It's been almost four years since Sierra Hull released her most recent album, 2016's Weighted Mind. Now, the singer says she's got new music in the works that will showcase her evolution as a songwriter and performer.

"I feel like this next album that I'm working on is kind of a natural progression from my last one, from a songwriting standpoint," Hull told The Boot during AmericanaFest 2019. "As you get older, you learn a little bit more about yourself and get more and more comfortable in your own skin. And I think part of being a songwriter is being okay with being vulnerable and honest with what you're trying to say."

Hull's career has long been a marriage of that songwriter-focused personal artistry with a strong bluegrass foundation and mastery of her primary instrument, the mandolin. While Hull's love for bluegrass hasn't changed, and the genre will always be a big part of her performance style, a greater emphasis on songwriting often leads her down other stylistic avenues.

"The more I lean into my songwriting, the more I feel like it opens up the possibilities of other things and makes me feel less boxed in," she continues excitedly. "And just try to let the songs be what they need to be, rather than saying, 'I need to be this kind of artist, therefore I need to play songs that go like this.'"

In earlier stages of her evolution, Hull thinks she might sometimes have erred on the side of too experimental in the name of setting herself apart. "Sometimes you can put pressure on trying to find something that seems so uniquely you," she admits.

"Being an instrumentalist, especially, I have to be careful sometimes to not have a lot of music I write or record maybe lose sight of some of the things I loved early on," Hull counters. "That's still a huge part of who I am and what I do, too. I don't wanna lose that part of my roots, either."

Hull's new album will showcase some new instrumental moves, too. Last time around, she stripped her record's production down to the bare essentials, focusing primarily on bass, vocals and mandolin.

"There will definitely be more on this record. We really tried to use the studio as an instrument," she relates. "Things are a little bit more produced. I knew I wanted to do a handful of things myself on this record, where I was playing multiple instruments on some of the tracks and singing some of my own harmonies, things like that."

Hull is known primarily as a virtuosic mandolinist; she aligned herself with that instrument early on, partially in order to offer something a little different from the more traditionally singer-songwriter-esque combination of voice and guitar. However, part of creating a larger soundscape with a wider array of instruments involved her returning back to the guitar, an instrument she hadn't played much in recent years.

"There are a lot of guitar singer-songwriters out there. Naturally so.

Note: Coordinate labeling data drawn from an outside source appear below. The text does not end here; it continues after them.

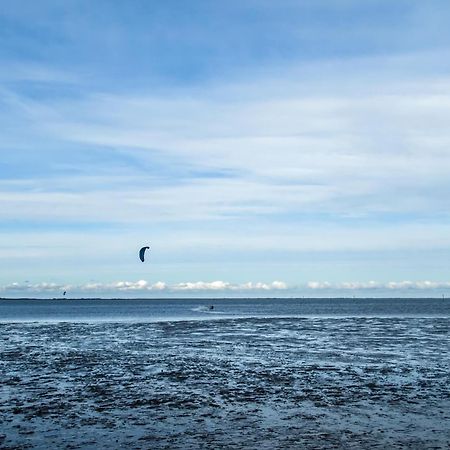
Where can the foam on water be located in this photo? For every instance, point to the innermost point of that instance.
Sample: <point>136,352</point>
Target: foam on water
<point>343,382</point>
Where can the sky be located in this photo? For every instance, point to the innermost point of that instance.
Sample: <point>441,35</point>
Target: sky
<point>260,148</point>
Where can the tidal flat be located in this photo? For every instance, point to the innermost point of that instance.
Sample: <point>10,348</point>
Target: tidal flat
<point>244,383</point>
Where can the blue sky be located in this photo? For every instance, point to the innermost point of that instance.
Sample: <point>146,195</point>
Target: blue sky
<point>260,148</point>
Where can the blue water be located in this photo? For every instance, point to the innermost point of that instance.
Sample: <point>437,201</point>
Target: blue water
<point>150,310</point>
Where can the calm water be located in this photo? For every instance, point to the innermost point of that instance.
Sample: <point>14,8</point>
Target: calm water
<point>197,309</point>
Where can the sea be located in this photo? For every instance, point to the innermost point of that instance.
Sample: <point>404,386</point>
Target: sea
<point>225,373</point>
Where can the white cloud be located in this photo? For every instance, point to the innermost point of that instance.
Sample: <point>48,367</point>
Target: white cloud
<point>374,285</point>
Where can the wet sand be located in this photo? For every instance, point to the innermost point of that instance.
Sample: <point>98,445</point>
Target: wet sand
<point>236,384</point>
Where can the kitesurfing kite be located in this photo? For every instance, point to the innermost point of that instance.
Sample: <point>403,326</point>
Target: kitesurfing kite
<point>142,253</point>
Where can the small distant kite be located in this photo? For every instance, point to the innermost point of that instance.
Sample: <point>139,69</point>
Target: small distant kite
<point>142,253</point>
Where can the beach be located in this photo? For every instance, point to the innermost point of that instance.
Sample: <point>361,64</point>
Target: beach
<point>245,382</point>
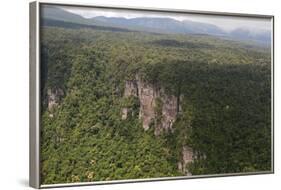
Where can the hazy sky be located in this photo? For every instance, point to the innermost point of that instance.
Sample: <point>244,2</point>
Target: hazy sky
<point>227,23</point>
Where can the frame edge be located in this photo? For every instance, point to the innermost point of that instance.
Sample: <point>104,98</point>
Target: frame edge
<point>34,174</point>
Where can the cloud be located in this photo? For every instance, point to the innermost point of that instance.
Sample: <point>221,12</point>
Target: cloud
<point>227,23</point>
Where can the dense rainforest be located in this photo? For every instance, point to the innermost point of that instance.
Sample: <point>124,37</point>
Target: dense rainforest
<point>223,88</point>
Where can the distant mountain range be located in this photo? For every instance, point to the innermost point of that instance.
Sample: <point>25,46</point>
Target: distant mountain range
<point>154,24</point>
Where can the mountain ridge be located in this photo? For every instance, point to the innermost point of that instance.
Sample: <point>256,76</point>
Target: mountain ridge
<point>160,25</point>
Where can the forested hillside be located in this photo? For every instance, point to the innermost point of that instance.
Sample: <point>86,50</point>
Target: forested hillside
<point>95,86</point>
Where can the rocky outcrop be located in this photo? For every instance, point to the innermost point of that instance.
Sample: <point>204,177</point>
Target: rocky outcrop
<point>156,106</point>
<point>186,158</point>
<point>54,97</point>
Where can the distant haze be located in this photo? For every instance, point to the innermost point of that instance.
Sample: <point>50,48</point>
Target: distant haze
<point>227,23</point>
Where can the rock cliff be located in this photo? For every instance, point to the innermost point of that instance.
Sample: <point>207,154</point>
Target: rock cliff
<point>156,106</point>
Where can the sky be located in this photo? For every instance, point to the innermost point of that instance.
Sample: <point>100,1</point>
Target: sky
<point>227,23</point>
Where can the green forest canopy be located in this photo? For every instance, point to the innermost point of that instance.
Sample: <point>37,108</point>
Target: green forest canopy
<point>226,106</point>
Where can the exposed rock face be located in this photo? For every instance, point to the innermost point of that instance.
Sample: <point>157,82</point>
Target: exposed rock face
<point>148,95</point>
<point>54,97</point>
<point>159,108</point>
<point>187,157</point>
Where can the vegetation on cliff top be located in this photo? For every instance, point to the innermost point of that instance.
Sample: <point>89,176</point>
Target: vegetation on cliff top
<point>225,116</point>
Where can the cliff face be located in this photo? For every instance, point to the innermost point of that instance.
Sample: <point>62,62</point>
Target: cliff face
<point>155,105</point>
<point>186,158</point>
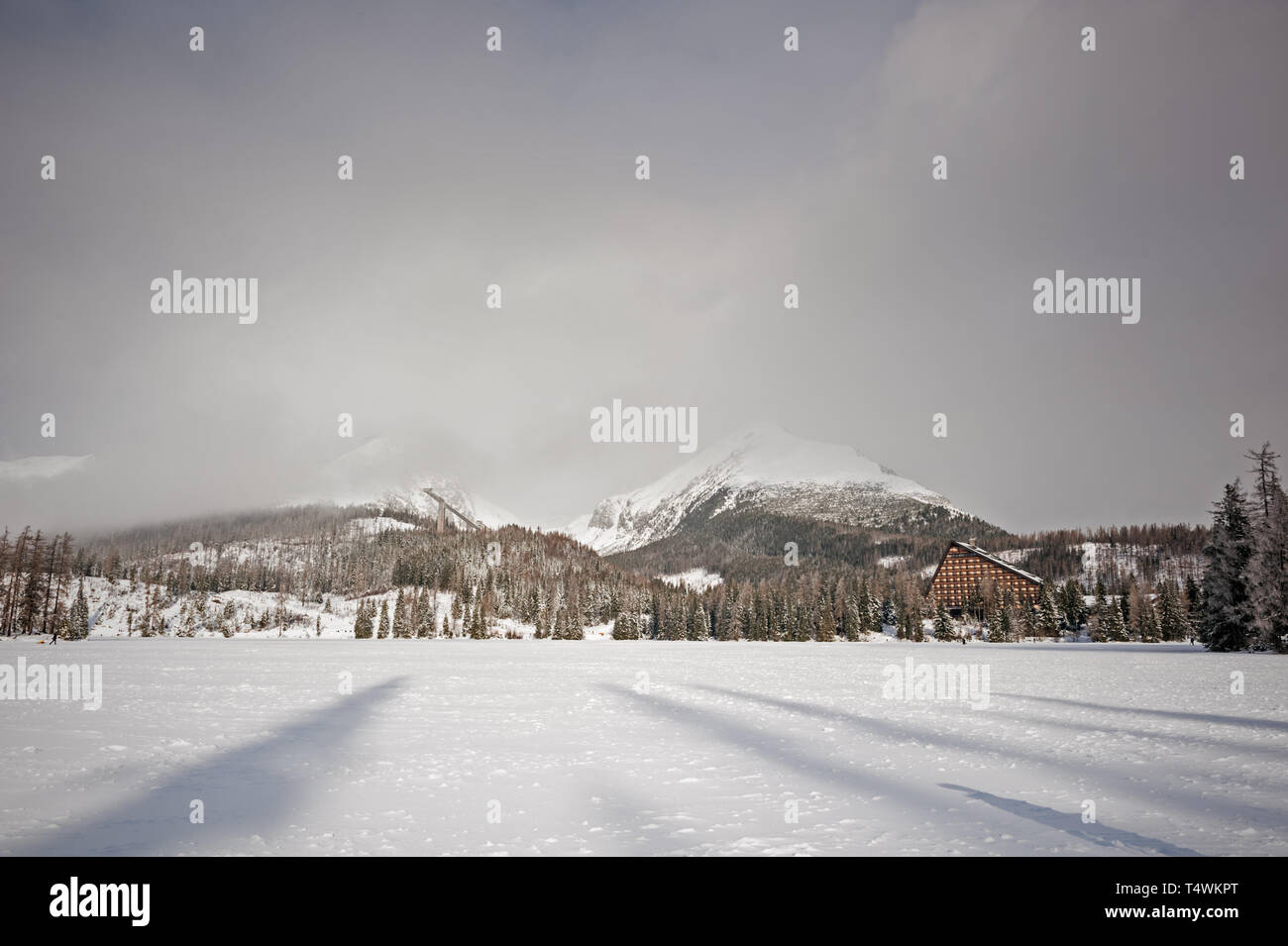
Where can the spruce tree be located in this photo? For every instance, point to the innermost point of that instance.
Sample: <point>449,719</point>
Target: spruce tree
<point>1267,568</point>
<point>362,626</point>
<point>1227,605</point>
<point>943,622</point>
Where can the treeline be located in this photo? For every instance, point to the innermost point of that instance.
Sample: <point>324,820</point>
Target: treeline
<point>1245,580</point>
<point>35,577</point>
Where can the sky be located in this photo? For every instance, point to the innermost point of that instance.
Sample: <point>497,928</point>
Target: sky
<point>516,167</point>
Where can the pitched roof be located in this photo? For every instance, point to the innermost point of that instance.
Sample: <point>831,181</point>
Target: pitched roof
<point>986,556</point>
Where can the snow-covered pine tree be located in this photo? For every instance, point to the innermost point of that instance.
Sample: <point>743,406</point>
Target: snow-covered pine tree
<point>943,622</point>
<point>77,619</point>
<point>1267,569</point>
<point>1172,623</point>
<point>362,624</point>
<point>399,623</point>
<point>1227,605</point>
<point>1047,618</point>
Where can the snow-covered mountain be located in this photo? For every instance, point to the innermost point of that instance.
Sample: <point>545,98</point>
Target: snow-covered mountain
<point>385,473</point>
<point>761,468</point>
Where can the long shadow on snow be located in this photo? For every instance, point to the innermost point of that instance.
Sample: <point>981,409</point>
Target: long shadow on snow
<point>246,791</point>
<point>1063,821</point>
<point>1212,718</point>
<point>778,751</point>
<point>903,730</point>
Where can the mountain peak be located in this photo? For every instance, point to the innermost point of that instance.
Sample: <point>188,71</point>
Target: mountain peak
<point>763,467</point>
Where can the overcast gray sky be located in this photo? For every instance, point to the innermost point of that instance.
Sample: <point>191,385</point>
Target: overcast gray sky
<point>518,168</point>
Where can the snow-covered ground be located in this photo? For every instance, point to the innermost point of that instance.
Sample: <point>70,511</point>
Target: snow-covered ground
<point>554,748</point>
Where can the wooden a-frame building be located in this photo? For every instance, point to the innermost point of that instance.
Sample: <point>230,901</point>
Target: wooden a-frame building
<point>965,568</point>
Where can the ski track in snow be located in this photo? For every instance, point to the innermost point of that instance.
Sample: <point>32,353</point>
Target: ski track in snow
<point>578,756</point>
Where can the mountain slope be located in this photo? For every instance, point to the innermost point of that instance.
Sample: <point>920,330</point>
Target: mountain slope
<point>390,475</point>
<point>761,468</point>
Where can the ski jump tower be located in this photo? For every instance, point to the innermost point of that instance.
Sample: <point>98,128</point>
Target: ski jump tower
<point>443,507</point>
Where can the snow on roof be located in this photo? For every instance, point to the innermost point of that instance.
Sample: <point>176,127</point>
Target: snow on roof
<point>1000,563</point>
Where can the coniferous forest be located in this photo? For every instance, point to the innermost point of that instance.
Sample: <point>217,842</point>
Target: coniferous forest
<point>1225,585</point>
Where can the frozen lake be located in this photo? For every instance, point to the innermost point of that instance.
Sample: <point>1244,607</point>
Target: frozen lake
<point>623,748</point>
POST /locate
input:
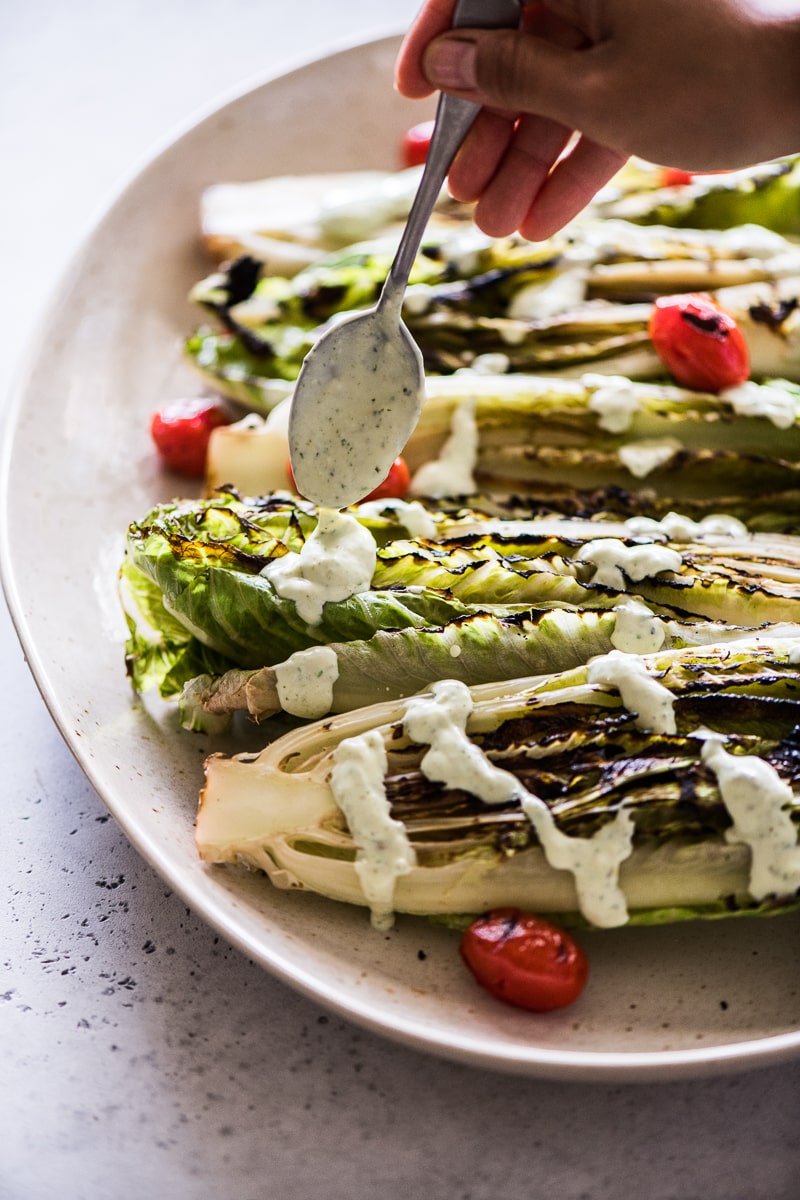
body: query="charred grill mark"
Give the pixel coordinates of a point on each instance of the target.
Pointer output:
(773, 316)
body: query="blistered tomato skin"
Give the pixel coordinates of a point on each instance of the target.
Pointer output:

It's a perfect pairing," she explains. "But maybe mandolin and voice is somewhat more unique, and so I was trying to lean a little bit more into that with Weighted Mind, because that's the instrument I claim the most, I guess."

As she began work on her next record, Hull found herself gravitating back toward other instruments -- including the guitar -- in addition to her role as a mandolinist. "It feels like a natural progression to get back to playing a bit more guitar after having sort of laid it down for a few years," she says.

"It's been exciting to come back to that and rediscover my voice on the instrument," Hull notes. "It's not new, completely, to play it onstage, but it's also something I've done less of for a few years -- kind of by design. Now it feels new again."

Another advantage to creating a bigger, more produced sound on her next project? Hull's had the chance to collaborate with some of her favorite musicians. "I was just in the studio with Stuart Duncan and Bryan Sutton just last week," she shares. "Which almost felt like a more throwback to my first two albums in a way, with some of my bluegrass heroes on there, too.

"So yeah. It's like I'm using some heroes, some peers," Hull adds, "so when we get done with the album, it's gonna feel like a full representation of a lot of things that I love."